G. R: “Noi vorremmo trovare un accordo con l’ARAN che ha come commissario lo stesso direttore generale della funzione pubblica, il Dott. Naddeo. Se qualcuno non vuole sedersi al tavolo per giungere a un’eventuale intesa, è libero di farlo. L’Aran ha i mezzi per far applicare la legge, per la precisione una norma scritta, una sentenza della magistratura e una direttiva della funzione pubblica che risale a tanti anni fa, quando ministro della nostra PA era Franco Frattini. Qualora si dovesse trovare questo accordo, è chiaro che deve esserci il riconoscimento della specialità del ruolo che ruota attorno all’addetto stampa e poi l’inserimento della figura stessa all’interno della modalità contrattuale riservata alla pubblica amministrazione. Il problema è alimentato anche da un certo pregiudizio che aleggia attorno alla professione del giornalista, visto come qualcuno che gode di alcuni privilegi quando in realtà non è così. Ad esempio se un addetto stampa lavora in un comune, soprattutto se quest’ultimo è importante, il giornalista presente in ufficio deve essere sempre disponibile per dare una determinata notizia al suo interlocutore, quindi è evidente che l’addetto stampa deve avere degli orari diversi da quelli dei semplici impiegati”.

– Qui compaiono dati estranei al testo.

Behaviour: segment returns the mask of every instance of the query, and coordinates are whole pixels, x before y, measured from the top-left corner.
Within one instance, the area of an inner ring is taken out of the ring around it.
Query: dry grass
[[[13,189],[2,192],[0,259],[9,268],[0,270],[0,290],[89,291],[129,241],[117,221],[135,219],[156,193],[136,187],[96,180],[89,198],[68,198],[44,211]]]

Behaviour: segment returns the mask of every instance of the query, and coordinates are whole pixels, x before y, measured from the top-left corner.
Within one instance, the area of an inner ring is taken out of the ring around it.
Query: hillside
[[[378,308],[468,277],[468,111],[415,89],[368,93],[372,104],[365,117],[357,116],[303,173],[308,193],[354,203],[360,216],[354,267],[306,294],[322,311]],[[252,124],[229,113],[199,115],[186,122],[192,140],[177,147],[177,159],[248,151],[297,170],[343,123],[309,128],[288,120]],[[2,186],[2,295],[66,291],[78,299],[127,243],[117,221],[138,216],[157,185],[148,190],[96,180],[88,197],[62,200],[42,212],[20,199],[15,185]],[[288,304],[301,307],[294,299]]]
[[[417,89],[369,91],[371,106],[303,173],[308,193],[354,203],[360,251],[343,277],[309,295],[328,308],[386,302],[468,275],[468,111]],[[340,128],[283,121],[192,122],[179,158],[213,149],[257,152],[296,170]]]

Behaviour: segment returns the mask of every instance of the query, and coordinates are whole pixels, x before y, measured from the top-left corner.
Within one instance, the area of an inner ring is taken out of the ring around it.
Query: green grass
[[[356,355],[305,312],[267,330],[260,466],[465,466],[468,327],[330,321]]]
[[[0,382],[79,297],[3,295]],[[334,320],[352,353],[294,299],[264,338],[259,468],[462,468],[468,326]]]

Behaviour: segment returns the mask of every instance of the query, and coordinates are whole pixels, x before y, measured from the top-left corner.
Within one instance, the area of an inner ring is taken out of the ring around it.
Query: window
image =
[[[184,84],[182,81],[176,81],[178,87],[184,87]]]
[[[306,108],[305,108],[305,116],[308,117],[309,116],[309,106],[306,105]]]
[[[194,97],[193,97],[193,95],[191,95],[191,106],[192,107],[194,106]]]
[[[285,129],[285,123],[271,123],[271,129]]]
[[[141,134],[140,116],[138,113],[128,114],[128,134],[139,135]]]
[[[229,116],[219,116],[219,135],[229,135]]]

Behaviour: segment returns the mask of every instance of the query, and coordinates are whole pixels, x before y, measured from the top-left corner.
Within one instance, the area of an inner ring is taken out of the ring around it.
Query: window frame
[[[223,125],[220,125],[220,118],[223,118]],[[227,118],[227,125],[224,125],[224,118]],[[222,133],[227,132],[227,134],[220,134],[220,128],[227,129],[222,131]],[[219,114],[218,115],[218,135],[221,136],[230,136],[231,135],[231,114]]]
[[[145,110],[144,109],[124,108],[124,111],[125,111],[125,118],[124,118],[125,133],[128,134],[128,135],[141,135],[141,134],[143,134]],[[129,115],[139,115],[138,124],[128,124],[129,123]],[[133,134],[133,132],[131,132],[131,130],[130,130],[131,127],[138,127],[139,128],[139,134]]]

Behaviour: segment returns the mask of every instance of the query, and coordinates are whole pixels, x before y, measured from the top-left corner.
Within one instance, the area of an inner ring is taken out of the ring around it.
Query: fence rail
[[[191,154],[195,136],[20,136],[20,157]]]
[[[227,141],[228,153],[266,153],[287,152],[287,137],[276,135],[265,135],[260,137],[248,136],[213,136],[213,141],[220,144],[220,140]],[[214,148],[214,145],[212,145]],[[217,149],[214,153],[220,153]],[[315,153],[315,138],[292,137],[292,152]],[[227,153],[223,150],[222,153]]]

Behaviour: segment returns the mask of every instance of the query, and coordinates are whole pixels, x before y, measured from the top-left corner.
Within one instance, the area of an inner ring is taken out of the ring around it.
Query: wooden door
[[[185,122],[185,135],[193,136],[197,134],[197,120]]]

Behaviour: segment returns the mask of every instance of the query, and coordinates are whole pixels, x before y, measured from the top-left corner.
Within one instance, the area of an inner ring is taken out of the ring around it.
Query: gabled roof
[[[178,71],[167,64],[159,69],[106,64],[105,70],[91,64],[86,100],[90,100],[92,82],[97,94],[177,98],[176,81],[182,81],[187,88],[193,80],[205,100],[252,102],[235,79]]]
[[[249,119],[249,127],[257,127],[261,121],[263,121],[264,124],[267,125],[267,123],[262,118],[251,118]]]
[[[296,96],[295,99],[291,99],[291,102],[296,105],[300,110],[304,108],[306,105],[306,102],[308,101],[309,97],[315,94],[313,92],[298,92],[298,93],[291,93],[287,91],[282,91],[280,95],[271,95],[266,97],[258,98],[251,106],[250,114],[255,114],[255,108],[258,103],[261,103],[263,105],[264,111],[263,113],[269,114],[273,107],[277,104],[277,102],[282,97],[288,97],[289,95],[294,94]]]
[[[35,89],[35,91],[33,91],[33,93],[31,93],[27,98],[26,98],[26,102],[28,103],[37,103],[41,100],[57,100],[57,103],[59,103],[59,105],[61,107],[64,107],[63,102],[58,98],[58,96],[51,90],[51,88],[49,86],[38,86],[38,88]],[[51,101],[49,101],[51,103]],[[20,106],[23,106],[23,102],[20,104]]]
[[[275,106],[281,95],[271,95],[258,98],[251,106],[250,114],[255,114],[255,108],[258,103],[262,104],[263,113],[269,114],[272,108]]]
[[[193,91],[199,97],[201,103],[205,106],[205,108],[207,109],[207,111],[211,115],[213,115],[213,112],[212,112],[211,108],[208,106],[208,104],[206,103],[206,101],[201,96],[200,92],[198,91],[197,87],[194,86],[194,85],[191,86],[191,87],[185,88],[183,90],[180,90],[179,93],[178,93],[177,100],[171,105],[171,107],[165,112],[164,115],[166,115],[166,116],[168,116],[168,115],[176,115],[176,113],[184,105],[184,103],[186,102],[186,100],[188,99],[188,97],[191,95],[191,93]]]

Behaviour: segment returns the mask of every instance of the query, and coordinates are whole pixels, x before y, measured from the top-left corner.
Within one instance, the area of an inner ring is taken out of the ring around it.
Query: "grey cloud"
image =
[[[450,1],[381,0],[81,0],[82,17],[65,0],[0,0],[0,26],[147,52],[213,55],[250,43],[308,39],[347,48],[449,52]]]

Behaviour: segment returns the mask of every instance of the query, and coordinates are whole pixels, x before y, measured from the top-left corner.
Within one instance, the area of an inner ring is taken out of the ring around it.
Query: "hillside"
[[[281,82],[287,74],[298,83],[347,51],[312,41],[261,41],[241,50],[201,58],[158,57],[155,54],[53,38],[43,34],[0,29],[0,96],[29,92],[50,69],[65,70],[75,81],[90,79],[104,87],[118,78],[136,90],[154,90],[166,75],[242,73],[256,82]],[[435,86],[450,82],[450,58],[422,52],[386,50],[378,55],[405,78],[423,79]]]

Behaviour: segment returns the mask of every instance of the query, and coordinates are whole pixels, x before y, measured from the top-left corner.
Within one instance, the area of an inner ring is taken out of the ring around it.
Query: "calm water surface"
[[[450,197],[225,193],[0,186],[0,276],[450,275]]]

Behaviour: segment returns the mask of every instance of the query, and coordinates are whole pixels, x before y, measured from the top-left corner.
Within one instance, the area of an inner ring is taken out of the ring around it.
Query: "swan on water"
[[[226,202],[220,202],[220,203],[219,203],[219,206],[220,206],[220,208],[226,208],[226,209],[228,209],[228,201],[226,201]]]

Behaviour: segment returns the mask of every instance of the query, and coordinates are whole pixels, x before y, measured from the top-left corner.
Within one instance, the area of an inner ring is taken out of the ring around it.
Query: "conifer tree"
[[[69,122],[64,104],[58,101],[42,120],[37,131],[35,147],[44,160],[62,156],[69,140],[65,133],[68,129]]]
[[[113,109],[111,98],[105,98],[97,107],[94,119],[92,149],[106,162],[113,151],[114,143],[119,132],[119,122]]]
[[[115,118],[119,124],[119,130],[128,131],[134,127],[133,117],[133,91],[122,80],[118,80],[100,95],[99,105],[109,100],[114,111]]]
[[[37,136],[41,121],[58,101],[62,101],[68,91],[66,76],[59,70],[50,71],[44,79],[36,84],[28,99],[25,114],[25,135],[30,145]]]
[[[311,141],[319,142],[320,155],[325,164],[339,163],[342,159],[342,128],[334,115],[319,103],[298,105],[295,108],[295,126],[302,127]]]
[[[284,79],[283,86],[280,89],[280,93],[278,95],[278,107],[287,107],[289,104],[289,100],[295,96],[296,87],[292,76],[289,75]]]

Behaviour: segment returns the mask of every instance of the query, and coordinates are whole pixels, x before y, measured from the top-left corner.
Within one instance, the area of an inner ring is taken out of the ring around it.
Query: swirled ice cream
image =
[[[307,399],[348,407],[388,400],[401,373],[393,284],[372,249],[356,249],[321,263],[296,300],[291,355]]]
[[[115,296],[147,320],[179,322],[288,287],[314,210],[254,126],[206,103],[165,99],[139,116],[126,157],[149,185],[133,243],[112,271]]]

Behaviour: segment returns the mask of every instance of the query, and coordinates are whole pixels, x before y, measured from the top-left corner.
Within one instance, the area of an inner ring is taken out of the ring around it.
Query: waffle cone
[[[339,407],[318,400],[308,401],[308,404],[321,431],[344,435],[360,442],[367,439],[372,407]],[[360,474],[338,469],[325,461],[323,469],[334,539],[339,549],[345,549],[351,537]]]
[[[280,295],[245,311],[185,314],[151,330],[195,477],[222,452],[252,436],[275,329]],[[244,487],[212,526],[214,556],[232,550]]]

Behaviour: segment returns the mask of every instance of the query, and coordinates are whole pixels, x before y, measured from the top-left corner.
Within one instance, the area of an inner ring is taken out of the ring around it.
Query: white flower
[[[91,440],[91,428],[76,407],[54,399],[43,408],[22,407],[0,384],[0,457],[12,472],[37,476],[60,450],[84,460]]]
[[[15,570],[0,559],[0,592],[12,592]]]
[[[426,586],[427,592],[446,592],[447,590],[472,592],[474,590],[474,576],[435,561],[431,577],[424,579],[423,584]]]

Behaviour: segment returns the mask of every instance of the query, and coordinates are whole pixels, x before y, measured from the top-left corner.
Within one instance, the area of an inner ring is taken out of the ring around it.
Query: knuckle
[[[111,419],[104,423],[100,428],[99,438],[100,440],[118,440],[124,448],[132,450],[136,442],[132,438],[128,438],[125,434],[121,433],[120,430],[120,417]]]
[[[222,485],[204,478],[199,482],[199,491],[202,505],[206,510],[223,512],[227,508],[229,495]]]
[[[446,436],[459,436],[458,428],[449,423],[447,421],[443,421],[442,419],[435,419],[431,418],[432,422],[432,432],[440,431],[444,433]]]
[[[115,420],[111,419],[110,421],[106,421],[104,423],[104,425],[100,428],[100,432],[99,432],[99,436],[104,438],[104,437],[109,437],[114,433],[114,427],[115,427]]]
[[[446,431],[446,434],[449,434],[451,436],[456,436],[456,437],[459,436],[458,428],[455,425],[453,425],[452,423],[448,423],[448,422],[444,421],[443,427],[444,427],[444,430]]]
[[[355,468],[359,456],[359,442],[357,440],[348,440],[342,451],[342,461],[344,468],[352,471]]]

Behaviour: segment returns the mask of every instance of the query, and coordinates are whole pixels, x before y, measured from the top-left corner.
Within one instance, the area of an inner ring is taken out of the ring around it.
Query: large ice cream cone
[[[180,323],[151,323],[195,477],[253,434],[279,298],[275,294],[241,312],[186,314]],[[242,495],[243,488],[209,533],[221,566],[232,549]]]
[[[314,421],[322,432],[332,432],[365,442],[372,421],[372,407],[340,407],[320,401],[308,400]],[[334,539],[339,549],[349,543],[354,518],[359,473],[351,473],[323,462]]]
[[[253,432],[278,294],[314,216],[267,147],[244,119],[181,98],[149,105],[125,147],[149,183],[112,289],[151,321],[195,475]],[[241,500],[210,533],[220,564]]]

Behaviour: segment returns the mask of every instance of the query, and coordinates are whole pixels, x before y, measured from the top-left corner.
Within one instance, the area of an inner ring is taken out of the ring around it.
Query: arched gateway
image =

M. CH: Alla luce di questa dettagliata spiegazione, con l’entrata in vigore della legge 150/2000, è cambiata in positivo la situazione dell’addetto stampa nei ministeri, nei comuni e nelle province oppure siamo ancora in alto mare?
G. R: Purtroppo la situazione si presenta ancora a macchia di leopardo. In alcuni posti purtroppo c’è un’arretratezza mentale e culturale non indifferente. Con la legge in vigore è stabilito che se un ufficio non ha al suo interno il giornalista, incorre in pesantissime sanzioni quali ad esempio multe salatissime. Situazioni anomale si verificano in quegli ambienti dove vi sono persone che rivestono la duplice figura di portavoce e addetto stampa in quanto l’amministrazione del posto non ha i soldi sufficienti per pagare due figure professionali. A questo aggiungiamo che molto spesso gli addetti stampa sono presi con contratti a termine e stipendi da precari. Provvedimenti del genere, presi esclusivamente per tutelare, hanno molto rivalutato e rafforzato la figura del giornalista. Fortunatamente ci sono amministrazioni che hanno assunto un atteggiamento virtuoso, preoccupandosi di regolarizzare il rapporto di lavoro dell’addetto stampa”.
M. CH: Lei ha spiegato la differenza fra l’inquadramento professionale dell’addetto stampa nel pubblico impiego e quello che viene dato nel settore privato. Non è importante dare una concreta disciplina normativa per stabilire nel modo migliore chi è, cosa deve fare l’addetto stampa anche nelle aziende private?
G. R: “Sono pienamente favorevole a una normativa chiara e dettagliata, il guaio è che siamo arrivati al punto che vogliano modificare l’art. 41 della nostra Costituzione che ancora premia il profitto nel privato. Si vuole dare troppa libertà al privato e far prevalere il principio che è permesso tutto ciò che la legge non vieta”.
M. CH: Un giovane giornalista, appassionato di comunicazione e desideroso di intraprendere la carriera dell’addetto stampa, ha delle concrete possibilità di lavoro in quest’ambito oppure è notte fonda?
G. R: Rispetto alla figura del giornalista che purtroppo non naviga in buone acque, il mercato del lavoro offre maggiori possibilità lavorative come addetto stampa. Da un po’ di tempo vengono indetti bandi di concorso pubblico dove si cercano addetti stampa. Il problema è che molto spesso vengono richiesti requisiti specifici che vanno in contrasto con le caratteristiche principali che un candidato deve avere per accedere a questa professione”. Ci sono stati un paio di ricorsi fatti alla magistratura, le sentenze non sono state a nostro favore perché il giudice ha stabilito che l’ente pubblico che assume ha il diritto di chiedere particolari funzioni, se queste rispecchiano in toto la sua mansione”.